Command coalispr init requests input from the user in two steps: First, to give the name for their session/experiment (i.e. the value for EXP) and, second, to chose a work-directory to place a config folder with configuration input files 2_shared.txt and 3_EXP.txt.

The provided name (“ExpSessionName”) in the first step will replace “EXP” in 3_EXP.txt when setting up the work-environment for Coalispr. During the second step, the user is presented with three choices where the config folder should be placed:

1: home, in their home folder (within a new directory Coalispr),
2: current, in the current directory (within a new folder Coalispr),
3: source, in the Coalispr installation folder next to coalispr (with python source-code) and docs (with documentation).

Option 2: current helps to choose another folder, say nearby the data-files: in the terminal change directory to this location before running init.

A Coalispr work-folder with the config directory will be created [8] when chosing either 1: home or 2: current.

The chosen work-folder will also be set in in the 3_ExpSessionName.txt as SAVEIN.

Experiment/session-linked configuration also allows to define a separate look and feel by changing 2_shared.txt.

The generated config folder contains files for editing, while the Experiment file could be put there by the user. Other folders are created next to config for storing output from the program, like figures and logs. In data processed bedgraph and tsv files will be placed.

Before attempting to run the next Coalispr command, coalispr setexp, make sure that the 3_ExpSessionName.txt has been edited so that the bedgraph data of interest can be found as well as the associated Experiment file (EXPFILE) and that the latter contains the expected FILEKEY, SHORT, CATEGORY and, depending on the dataset, GROUP, METHOD or CONDITION columns.

`setexp`¶

The coalispr setexp -e EXP command defines the experiment/session (-e) ‘EXP’ for which subsequent commands will be valid. In this step the coalipr.py configuration file gets set, which will be used from then on. That can be for a coalispr command in the same or another terminal. Thus, if in one terminal Coalispr for a “Jec21” experiment is run and in another terminal for “H99” data, each session will follow the latest setexp setting. Thus, when multiple sessions are open, make sure to reset the experiment: run setexp for each session before any other command in that session.

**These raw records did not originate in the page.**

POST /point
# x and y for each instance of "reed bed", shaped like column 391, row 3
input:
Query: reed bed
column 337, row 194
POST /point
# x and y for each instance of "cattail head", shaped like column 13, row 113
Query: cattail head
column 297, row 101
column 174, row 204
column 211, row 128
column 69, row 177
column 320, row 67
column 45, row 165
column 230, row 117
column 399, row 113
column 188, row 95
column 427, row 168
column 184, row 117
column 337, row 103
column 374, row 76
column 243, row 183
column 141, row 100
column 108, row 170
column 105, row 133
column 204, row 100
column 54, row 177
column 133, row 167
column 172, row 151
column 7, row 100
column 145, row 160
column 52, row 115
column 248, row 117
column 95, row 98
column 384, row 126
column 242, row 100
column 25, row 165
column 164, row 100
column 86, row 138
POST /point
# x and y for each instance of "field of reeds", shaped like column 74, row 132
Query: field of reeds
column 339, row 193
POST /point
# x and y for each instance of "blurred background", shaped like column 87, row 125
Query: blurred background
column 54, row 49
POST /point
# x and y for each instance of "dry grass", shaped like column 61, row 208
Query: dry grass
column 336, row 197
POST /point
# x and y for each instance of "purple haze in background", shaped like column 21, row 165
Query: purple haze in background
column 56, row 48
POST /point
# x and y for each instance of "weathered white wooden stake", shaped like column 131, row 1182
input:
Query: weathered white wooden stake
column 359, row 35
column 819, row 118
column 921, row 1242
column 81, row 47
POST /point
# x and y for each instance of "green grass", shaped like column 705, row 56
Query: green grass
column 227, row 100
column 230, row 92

When an extra session will be opened with setexp, the -p2 (path) option will help to find the required configuration files in the associated working directory. This uses the same method as for coalispr init: Change directory before running the setexp command to use this option [8].

After making a change in a configuration file, the coalispr.resources.constant.py has to be regenerated to incorporate the new setting. In that case, include the path to the configuration files as well; for example: coalispr setexp -e H99 -p2.

`storedata`¶

The coalispr storedata processes the bedgraph data for analysis using Python Pandas. Check the -h help option to see what options are available. There will be the possibility to select the kind of bedgraph data (for experiments or references). Further, this command needs to be run twice for each data set when files are assembled for both uncollapsed (default) and collapsed reads (for the latter type, add the -t option for this). The collapsed data-set is smaller and will create output faster (Maybe useful for a test run?).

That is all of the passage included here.